18. 18. The microbial host of claim 16 / characterized in that it is a fungus or yeast / preferably a filamentous fungus, especially an Aspergillus.
19. 19. a method for producing a variant of any of claims 1 to 13, characterized in that a host of any of claims 16 to 18 is cultured under conditions conducive to the expression and secretion of said variant, and the variant is recovered.
20. 20. a composition characterized in that it comprises a variant of the subtilase according to any of claims 1 to 13.
21. 21. The composition according to claim 20, characterized in that it additionally comprises a cellulose, -lipase, • cutinase, -oxidoreductase, -other protease, or an amylase.
22. 22. The composition according to claim 20 or 21, characterized in that the composition is a detergent composition.
23. 23. The use of a subtyla variant according to any of claims 1 to 13 or an enzyme composition according to any of claims 20 to 22 in a laundry detergent and / or a dish washer.

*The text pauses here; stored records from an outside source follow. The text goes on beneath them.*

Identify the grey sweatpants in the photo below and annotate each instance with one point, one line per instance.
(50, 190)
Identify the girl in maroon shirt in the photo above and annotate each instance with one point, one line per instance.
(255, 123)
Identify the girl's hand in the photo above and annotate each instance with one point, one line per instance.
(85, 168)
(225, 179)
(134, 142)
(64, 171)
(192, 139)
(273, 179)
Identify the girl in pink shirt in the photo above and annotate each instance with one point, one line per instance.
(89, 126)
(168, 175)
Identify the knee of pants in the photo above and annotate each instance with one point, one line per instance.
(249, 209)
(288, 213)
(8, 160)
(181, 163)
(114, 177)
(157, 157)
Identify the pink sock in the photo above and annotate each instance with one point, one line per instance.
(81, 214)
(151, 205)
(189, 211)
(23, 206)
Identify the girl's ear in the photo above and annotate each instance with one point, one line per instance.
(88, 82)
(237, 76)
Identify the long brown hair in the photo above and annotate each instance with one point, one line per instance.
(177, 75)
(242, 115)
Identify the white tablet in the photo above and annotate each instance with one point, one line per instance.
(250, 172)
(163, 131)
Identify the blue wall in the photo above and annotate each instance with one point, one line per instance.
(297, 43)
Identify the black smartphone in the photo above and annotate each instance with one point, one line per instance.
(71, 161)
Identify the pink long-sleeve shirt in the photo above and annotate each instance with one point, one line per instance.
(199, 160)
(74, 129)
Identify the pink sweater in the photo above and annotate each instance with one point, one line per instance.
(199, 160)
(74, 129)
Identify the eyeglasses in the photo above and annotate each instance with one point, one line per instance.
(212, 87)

24. 24. a process for the identification of a variant of the protease that presents improved washing performance in detergents, characterized in that it effects a mutation in the DNA encoding a subtylase enzyme or its pre or preproenzyme in one or more of the positions corresponding to the amino acids (in the BASBPN numbering): T134A + Q137L T134S + Q137L T134A + Q137E Q137F Q137L T134V + Q137T T134V + Q137L T134C + Q137S T134A + Q137C Q137C Q137D; Or a variant containing one or more of the conservative modifications in any of the variants mentioned above; transforming a Bacillus strain with said mutated DNA; selecting strains that produce said protease variants; fermentation / growth of such strain; recovery of said protease variant, and tests for improved wash performance in detergents.